Now head of the Commonwealth, the then Princess Elizabeth said that day: “I declare before you all that my whole life, whether it be long or short, shall be devoted to your service and the service of our great imperial family, to which we all belong.”
In her message to mark Commonwealth Day, the Queen praised how the family of nations inspires its member states to find ways of protecting the planet and its citizens.
Millions of people are “drawn together” because of the collective values shared by the institution, the Queen said in her address.
The modern Commonwealth was established in 1949 when eight countries – Australia, Britain, Ceylon, India, New Zealand, Pakistan, South Africa and Canada – signed the Declaration of London.
Within a few decades, it had expanded rapidly and today has 53 member states.
In past years, some commentators have criticised the Commonwealth for its apparent weakness and ineffectiveness when dealing with member states who do not abide by the rules.
But supporters of the family of nations believe it allows countries to unify on common causes and ultimately, through unity, effect change.
Mr Pugh, UN patron of the oceans, told the congregation about the scale of the problems facing the planet: “The speed of change is alarming. When I first swam in the Arctic the water was three degrees centigrade – when I swam there recently it was 10 degrees centigrade, and that is right on the edge of the Arctic icepack.
“What we are now doing to the world will impact every single person on this planet, it will impact every future generation and impact the whole of the animal kingdom.”
He said that “our common wealth is our oceans”, adding: “Now is the time to build a new generation of green protected areas and now is also the time to welcome in a new generation of marine protectors.”

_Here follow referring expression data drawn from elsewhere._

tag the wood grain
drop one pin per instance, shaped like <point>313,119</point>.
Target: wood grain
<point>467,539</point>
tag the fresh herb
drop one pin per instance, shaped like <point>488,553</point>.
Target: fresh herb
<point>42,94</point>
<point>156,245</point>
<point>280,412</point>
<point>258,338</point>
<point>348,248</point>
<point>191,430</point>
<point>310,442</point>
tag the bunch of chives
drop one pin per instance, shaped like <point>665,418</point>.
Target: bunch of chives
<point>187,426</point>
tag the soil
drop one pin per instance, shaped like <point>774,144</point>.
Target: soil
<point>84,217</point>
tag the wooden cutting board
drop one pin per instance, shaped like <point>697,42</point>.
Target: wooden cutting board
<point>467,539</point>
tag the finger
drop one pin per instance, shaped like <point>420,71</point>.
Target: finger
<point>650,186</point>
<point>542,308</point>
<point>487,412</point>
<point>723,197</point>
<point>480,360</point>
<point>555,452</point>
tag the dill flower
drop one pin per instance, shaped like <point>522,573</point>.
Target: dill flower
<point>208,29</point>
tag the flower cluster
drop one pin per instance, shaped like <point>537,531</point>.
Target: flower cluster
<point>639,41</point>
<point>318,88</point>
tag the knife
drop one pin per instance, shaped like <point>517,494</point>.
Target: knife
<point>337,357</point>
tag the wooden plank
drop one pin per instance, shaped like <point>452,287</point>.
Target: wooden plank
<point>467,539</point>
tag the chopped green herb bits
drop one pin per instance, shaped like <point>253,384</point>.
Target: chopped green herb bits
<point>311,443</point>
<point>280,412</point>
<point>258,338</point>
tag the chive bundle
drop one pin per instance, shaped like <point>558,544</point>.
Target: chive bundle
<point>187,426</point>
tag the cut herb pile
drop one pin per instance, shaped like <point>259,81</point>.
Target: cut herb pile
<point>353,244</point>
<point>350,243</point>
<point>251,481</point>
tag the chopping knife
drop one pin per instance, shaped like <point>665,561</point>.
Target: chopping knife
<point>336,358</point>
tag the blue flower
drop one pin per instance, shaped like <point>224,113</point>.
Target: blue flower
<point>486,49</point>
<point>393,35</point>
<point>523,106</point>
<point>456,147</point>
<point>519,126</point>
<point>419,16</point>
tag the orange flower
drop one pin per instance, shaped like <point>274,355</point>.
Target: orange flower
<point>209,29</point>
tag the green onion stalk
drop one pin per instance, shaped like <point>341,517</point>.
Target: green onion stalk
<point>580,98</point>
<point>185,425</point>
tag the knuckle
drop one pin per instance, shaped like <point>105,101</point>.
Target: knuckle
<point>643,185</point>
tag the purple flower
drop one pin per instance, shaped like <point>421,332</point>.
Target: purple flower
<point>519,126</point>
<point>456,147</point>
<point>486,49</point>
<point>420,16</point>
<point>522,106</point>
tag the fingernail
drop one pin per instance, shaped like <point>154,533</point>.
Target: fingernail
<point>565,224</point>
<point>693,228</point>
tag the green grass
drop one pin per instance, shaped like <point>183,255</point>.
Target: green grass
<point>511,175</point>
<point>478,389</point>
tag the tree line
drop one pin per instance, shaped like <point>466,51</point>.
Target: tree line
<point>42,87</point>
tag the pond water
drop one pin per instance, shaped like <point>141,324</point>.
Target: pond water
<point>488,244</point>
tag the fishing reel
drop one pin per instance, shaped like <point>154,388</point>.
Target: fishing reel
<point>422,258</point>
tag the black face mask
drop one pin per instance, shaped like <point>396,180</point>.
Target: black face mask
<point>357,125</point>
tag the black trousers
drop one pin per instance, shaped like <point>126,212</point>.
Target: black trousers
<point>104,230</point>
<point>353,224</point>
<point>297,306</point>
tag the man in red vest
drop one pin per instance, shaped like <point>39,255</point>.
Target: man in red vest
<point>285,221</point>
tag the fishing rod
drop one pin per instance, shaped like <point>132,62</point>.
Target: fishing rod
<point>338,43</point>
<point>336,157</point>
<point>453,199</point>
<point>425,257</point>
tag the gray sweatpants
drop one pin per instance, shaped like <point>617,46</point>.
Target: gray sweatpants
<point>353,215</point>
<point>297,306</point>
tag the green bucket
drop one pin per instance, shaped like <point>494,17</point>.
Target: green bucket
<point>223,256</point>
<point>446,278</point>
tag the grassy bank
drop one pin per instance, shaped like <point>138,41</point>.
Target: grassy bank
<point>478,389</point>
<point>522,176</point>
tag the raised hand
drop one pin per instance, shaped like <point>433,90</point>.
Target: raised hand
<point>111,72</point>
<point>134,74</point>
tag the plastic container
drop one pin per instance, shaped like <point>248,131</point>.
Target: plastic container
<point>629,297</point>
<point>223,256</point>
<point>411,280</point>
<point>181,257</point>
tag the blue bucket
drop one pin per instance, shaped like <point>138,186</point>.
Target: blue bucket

The swimmer ended with the words: “It’s the moments which challenge us the most that define us.
“We stand at a crucial moment in the history of our planet so must dive in together, and without reservation, in order to protect our oceans – let this be the Commonwealth’s gift to the world.”
During the event, the guests were treated to a range of musical styles reflecting the peoples of the Commonwealth from a didgeridoo performance and the deafening sound of north Indian drumming to tenor Alfie Boe singing Run by Snow Patrol.
Boe said after his performance it was an honour to perform for the Queen and said Harry and William were “very complimentary”.
He added: “They were talking about how powerful my voice was and how standing on the sanctuary without any accompaniment and any amplification it was very impressive – I was more nervous than impressive I thought.”